I have the ngram tokenizing working as you described. Searches are
very good!

In order to verify the hits are of high quality, I use the
Smith-Waterman algorithm. Other approximate string comparisons I
evaluated didn't work well because the scores change with the string
length. Eg...

Song file: red hot chili pepper under bridge
Lucene match: red hot chili peppers under bridge
Song name of hit for quality verification: under bridge

The song file we searched with is compared with the song name of the
hit. Most algorithms give something like 0.6. I don't know which parts
of the song file are the artist, if any, but if it is there then
artists with longer names score lower with these algorithms. However,
Smith-Waterman gives 1.0 (perfect match).

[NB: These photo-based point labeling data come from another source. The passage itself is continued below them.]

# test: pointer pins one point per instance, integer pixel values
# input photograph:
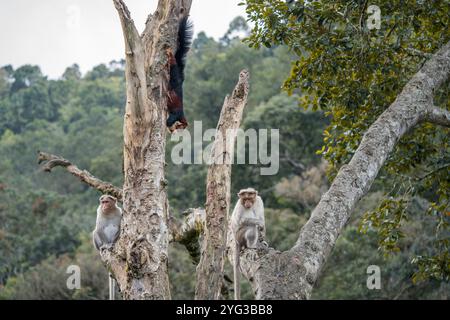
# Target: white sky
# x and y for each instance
(54, 34)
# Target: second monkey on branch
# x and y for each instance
(176, 119)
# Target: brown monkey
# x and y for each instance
(107, 229)
(246, 224)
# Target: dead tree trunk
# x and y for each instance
(139, 258)
(292, 274)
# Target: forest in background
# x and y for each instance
(45, 221)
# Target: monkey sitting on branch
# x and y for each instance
(177, 63)
(247, 228)
(107, 230)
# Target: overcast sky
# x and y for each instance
(57, 33)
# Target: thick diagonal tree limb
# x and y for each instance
(49, 161)
(292, 274)
(210, 268)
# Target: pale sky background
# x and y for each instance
(54, 34)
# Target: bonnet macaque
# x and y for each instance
(247, 224)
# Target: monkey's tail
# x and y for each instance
(237, 274)
(185, 35)
(112, 287)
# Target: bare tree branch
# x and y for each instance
(210, 268)
(438, 116)
(49, 161)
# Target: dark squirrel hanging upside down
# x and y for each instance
(177, 63)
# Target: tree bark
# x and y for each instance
(210, 268)
(292, 274)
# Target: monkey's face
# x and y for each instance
(248, 199)
(107, 204)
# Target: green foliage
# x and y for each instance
(353, 74)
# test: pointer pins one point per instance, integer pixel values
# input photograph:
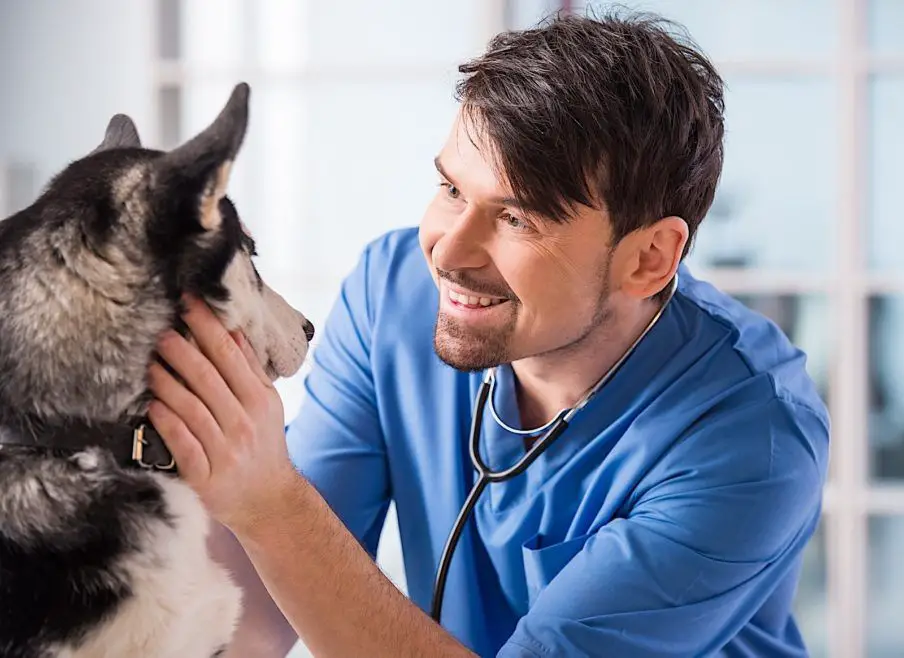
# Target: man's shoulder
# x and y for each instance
(745, 385)
(392, 249)
(751, 341)
(398, 286)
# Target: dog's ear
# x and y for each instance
(121, 133)
(201, 166)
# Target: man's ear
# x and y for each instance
(121, 133)
(650, 257)
(200, 167)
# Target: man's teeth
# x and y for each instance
(473, 301)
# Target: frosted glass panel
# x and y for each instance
(214, 33)
(402, 32)
(886, 163)
(762, 29)
(777, 203)
(370, 150)
(886, 26)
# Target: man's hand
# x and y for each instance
(225, 425)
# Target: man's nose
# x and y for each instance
(462, 245)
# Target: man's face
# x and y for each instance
(512, 284)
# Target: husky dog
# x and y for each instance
(102, 547)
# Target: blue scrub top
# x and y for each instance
(668, 520)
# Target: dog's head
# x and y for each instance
(93, 271)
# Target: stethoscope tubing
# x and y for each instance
(486, 475)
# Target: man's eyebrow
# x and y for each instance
(442, 172)
(521, 204)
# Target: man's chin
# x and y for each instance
(467, 356)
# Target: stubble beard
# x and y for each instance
(471, 350)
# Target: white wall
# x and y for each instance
(65, 68)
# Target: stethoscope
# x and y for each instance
(553, 429)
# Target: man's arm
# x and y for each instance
(339, 601)
(712, 534)
(262, 630)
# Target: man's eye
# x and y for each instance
(451, 191)
(514, 222)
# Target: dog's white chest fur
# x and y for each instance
(185, 605)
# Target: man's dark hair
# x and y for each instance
(609, 108)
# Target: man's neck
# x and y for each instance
(549, 383)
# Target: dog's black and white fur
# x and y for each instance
(101, 556)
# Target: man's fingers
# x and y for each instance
(191, 414)
(202, 378)
(191, 460)
(220, 348)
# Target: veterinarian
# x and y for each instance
(668, 517)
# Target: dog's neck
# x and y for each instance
(133, 443)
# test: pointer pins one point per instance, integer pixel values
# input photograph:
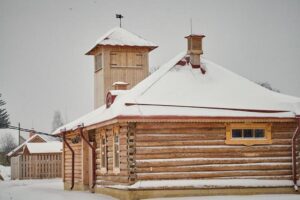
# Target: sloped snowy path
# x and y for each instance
(244, 197)
(52, 189)
(48, 189)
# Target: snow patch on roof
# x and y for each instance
(121, 37)
(49, 147)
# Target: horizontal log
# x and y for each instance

If bridge were misspelled,
it would still get a high score.

In most cases, if there is no good match, I can detect it and show no
results. There is one problem though, take this example where there is
no "good" match:

Song file: u2 beautiful day
Lucene match: christina aguilera beautiful
Song name of hit for quality verification: beautiful

When I plug "u2 beautiful day" and "beautiful" into Smith-Waterman, I
get 1.0 and so I allow this incorrect hit to be first place. I don't
think there is really a way around this problem though. I guess maybe
the artist name could be required to be somewhere in the file path.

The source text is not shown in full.